Because of the high permittivity of water compared to that of ice or air, C-band (about 5cm wavelength) synthetic aperture radar (SAR) is able to reliably detect meltwater present in the snowpack, which may provide spatially explicit information about areas of the snowpack that may be contributing to runoff. The European Space Agency’s Sentinel-1 C-band SAR satellite constellation offers consistent acquisition patterns that allow for a diurnal comparison of SAR-derived snow conditions. These may be used to identify snow surface melt/freeze cycles, which are a hallmark of snowpack warming and ripening, and could be used to validate energy balance or runoff forecasting models. However, sufficient field measurement during snowpack warming and ripening is necessary to interpret these diurnally differing SAR signals.
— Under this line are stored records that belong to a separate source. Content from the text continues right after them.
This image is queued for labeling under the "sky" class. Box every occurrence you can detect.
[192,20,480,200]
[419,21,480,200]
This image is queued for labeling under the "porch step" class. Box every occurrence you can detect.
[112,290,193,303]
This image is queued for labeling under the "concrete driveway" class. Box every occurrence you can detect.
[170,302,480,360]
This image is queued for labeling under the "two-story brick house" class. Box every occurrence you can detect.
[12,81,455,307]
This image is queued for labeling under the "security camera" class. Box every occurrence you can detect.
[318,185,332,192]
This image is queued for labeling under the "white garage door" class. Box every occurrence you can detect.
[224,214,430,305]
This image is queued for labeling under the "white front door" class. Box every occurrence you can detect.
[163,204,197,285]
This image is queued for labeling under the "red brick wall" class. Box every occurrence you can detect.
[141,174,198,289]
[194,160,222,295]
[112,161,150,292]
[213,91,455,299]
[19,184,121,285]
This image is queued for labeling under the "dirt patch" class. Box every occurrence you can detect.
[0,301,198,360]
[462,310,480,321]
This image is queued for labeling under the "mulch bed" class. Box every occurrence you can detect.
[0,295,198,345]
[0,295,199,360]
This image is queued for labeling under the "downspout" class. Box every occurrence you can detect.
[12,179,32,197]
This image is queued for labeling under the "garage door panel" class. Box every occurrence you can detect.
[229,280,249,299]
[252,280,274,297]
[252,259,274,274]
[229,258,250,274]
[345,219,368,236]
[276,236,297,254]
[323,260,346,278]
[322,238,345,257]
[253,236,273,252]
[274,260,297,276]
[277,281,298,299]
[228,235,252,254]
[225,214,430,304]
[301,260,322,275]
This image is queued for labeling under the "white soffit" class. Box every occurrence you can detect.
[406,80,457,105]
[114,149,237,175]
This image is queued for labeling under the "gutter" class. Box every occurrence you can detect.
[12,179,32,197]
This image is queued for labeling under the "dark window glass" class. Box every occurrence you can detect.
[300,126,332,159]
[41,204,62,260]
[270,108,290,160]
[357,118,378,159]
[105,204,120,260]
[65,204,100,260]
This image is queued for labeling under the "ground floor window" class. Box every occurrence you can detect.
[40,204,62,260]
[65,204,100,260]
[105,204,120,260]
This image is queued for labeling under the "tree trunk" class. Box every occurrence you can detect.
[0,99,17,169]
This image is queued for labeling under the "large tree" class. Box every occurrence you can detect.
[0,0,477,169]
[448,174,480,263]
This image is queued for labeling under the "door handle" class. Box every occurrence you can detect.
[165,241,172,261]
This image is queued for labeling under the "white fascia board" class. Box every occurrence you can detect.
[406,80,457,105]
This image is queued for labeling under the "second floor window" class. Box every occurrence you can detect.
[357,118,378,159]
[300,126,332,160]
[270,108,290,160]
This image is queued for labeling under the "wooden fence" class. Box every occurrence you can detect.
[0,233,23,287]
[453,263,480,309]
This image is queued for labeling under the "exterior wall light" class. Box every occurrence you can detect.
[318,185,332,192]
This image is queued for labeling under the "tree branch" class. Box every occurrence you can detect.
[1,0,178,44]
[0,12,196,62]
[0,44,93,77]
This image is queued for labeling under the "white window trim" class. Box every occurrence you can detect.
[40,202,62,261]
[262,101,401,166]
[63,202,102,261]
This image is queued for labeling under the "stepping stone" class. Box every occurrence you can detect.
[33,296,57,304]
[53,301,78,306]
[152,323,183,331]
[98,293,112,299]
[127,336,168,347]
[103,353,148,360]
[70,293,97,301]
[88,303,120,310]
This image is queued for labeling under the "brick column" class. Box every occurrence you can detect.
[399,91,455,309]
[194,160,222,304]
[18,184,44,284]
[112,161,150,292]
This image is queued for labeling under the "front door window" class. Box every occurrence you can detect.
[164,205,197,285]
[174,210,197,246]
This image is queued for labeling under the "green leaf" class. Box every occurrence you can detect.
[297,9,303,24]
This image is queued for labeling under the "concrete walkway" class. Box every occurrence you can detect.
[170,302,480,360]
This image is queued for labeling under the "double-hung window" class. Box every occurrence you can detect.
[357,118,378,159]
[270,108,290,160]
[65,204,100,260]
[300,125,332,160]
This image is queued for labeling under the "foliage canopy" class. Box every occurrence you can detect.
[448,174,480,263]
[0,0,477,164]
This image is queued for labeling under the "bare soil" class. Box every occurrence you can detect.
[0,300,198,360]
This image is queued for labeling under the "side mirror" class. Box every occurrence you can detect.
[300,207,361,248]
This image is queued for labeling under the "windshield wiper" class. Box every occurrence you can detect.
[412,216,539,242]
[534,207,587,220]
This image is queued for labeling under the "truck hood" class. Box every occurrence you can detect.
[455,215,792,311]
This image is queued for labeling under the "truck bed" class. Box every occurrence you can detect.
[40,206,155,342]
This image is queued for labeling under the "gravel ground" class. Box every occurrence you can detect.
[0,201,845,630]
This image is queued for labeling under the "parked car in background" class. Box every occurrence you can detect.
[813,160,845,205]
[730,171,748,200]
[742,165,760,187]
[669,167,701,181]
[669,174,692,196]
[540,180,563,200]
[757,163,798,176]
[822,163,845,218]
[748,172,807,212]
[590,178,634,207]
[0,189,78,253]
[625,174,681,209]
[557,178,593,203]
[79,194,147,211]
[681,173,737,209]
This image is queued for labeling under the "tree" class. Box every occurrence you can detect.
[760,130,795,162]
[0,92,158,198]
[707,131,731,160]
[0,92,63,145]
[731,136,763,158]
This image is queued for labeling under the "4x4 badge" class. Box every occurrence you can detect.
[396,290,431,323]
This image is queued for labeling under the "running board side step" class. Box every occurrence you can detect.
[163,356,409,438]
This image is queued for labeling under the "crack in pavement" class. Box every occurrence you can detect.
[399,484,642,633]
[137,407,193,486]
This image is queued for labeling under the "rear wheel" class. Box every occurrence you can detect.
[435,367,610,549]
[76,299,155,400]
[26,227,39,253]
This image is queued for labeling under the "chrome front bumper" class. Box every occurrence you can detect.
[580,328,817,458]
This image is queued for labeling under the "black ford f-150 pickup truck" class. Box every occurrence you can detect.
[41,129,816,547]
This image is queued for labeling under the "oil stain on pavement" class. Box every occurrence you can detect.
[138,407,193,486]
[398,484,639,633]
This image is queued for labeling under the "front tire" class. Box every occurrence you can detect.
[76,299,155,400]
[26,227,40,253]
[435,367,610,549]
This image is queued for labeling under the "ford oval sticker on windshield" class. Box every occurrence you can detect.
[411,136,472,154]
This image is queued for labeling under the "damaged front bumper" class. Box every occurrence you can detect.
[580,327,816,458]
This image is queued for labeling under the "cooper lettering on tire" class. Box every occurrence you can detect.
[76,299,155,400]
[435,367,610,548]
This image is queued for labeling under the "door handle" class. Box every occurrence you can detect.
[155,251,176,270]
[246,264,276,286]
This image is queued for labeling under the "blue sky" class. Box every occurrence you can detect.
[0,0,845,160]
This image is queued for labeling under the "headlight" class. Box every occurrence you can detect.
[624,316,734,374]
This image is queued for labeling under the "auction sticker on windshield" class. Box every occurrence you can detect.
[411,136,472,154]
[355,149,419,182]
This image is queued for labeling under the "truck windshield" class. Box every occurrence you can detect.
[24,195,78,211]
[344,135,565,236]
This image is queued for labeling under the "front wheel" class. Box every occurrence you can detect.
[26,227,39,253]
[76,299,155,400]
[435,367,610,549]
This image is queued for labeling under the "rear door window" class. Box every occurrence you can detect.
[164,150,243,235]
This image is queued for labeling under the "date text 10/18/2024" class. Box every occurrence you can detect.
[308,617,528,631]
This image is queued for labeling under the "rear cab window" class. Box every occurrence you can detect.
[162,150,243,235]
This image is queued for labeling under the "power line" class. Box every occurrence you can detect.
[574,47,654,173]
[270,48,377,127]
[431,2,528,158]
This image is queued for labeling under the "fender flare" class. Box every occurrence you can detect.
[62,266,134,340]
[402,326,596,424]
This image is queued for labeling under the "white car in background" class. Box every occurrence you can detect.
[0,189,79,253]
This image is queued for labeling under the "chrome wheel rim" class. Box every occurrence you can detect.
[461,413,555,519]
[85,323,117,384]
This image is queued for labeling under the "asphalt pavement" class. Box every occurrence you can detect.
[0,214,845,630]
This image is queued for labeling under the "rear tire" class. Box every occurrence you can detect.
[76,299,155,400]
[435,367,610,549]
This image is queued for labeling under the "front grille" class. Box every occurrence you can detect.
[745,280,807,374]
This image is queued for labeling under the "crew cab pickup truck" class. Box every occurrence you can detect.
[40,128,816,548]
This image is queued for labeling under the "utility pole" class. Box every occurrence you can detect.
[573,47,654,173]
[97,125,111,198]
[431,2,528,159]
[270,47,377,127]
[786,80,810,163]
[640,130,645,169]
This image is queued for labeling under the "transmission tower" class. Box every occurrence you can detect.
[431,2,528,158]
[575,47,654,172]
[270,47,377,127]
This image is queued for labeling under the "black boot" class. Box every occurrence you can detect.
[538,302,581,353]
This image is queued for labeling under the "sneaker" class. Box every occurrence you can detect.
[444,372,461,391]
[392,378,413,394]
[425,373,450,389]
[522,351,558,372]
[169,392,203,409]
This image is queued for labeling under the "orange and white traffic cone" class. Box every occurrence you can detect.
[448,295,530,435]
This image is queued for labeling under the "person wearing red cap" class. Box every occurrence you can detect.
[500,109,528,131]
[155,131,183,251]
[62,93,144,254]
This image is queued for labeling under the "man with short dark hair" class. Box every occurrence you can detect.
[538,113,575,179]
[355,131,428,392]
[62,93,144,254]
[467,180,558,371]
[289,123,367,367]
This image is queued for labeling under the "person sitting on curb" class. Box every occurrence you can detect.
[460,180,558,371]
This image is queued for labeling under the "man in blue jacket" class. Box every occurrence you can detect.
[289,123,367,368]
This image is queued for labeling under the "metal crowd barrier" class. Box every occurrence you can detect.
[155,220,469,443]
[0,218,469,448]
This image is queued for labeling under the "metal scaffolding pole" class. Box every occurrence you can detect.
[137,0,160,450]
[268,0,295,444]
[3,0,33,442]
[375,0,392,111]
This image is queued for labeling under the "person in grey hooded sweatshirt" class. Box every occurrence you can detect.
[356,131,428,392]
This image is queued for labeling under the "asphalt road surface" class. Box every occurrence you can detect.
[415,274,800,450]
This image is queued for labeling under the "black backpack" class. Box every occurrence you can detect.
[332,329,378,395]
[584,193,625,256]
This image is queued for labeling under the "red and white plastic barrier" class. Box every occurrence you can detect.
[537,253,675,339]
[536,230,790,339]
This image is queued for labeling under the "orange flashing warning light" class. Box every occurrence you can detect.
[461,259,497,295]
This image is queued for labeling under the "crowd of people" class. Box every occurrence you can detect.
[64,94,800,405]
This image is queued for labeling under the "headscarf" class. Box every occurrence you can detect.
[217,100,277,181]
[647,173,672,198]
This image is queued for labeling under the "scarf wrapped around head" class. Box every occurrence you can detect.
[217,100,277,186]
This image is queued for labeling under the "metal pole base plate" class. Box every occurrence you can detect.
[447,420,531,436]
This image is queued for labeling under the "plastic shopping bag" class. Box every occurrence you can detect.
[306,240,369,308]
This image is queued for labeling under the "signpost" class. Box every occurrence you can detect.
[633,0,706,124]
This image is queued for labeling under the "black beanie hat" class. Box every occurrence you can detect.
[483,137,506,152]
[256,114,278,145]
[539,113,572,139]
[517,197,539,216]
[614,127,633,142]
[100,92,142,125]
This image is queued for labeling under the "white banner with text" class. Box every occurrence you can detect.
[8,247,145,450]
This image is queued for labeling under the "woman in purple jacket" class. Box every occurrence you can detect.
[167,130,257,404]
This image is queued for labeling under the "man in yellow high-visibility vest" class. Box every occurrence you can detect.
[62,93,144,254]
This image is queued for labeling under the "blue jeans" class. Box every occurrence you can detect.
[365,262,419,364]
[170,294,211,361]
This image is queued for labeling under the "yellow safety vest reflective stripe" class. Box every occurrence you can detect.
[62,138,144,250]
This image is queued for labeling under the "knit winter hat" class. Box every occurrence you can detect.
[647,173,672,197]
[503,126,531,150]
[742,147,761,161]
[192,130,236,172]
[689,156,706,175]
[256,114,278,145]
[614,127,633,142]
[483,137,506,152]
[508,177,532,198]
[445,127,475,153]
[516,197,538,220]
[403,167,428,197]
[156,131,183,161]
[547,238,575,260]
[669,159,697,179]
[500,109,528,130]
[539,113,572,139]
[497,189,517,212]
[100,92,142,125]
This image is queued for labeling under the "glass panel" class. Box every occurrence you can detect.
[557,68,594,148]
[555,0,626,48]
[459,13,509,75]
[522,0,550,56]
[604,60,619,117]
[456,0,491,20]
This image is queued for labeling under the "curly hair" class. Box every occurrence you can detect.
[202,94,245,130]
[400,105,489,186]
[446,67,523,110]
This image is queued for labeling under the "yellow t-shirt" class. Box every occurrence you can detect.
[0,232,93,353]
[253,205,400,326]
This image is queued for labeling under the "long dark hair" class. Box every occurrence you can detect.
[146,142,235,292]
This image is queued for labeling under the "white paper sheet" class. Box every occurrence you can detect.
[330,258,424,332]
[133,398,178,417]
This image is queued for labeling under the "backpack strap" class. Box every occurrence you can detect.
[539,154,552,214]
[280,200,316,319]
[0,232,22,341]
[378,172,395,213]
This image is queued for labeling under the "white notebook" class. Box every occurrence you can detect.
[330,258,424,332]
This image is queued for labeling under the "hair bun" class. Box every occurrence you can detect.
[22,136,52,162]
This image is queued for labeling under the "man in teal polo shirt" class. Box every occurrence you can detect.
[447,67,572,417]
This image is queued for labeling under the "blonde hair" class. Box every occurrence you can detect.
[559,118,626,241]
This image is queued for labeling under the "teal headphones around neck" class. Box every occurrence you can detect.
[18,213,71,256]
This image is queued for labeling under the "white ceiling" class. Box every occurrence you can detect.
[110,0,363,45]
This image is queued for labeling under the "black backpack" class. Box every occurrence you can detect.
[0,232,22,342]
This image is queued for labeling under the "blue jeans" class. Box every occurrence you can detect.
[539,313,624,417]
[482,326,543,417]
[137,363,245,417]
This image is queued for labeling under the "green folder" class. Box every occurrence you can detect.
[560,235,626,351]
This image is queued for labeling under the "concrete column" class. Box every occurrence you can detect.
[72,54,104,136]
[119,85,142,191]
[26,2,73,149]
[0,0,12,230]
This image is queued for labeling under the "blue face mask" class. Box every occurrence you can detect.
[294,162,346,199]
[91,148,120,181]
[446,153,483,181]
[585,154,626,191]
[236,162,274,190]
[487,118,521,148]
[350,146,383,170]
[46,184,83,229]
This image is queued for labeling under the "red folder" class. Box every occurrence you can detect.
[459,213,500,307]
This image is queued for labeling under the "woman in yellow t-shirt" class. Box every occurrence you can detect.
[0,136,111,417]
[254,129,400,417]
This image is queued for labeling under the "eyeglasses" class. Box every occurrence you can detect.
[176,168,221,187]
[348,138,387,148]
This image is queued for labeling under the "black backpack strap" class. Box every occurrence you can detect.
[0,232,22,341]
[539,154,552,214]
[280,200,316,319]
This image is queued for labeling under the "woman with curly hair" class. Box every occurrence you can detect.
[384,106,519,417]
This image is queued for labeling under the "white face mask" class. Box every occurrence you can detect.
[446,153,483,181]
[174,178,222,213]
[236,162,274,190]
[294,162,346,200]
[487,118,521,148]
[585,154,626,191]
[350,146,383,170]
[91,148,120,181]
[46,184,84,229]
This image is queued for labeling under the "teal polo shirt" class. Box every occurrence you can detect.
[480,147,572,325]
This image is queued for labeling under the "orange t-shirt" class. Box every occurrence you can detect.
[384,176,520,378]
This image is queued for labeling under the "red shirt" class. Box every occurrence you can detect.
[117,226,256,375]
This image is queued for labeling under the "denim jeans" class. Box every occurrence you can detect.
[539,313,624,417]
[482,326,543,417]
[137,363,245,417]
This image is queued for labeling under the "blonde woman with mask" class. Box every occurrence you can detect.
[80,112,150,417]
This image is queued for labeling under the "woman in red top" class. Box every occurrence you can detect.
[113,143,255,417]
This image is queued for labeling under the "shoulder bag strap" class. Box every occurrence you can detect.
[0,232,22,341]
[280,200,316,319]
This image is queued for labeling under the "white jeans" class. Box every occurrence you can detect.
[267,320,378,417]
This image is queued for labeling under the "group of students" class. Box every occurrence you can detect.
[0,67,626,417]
For my CUAHSI Pathfinder Fellowship, I was fortunate to spend six weeks living on Grand Mesa Colorado in winter/spring 2020, during which time I was able to dig over 50 snow pits to make measurements as the snowpack warmed and ripened. These measurements were made with the same protocols as the SnowEx Time Series and Intensive Observation Period campaigns on Grand Mesa, which allows for a seasonally cohesive data set. We integrate these field measurements with S1 SAR imagery as well as the physically-based SnowModel, in order to comprehensively identify snowpack phases and interpret S1 diurnal SAR snow conditions.
Here you will find processed S1 SAR imagery over Grand Mesa from July 2019 - June 2020. The Pathfinder field measurements have been incorporated with NASA SnowEx Time Series data, which will be published and publicly available through the National Snow and Ice Data Center (NSIDC) at https://nsidc.org/data/snowex.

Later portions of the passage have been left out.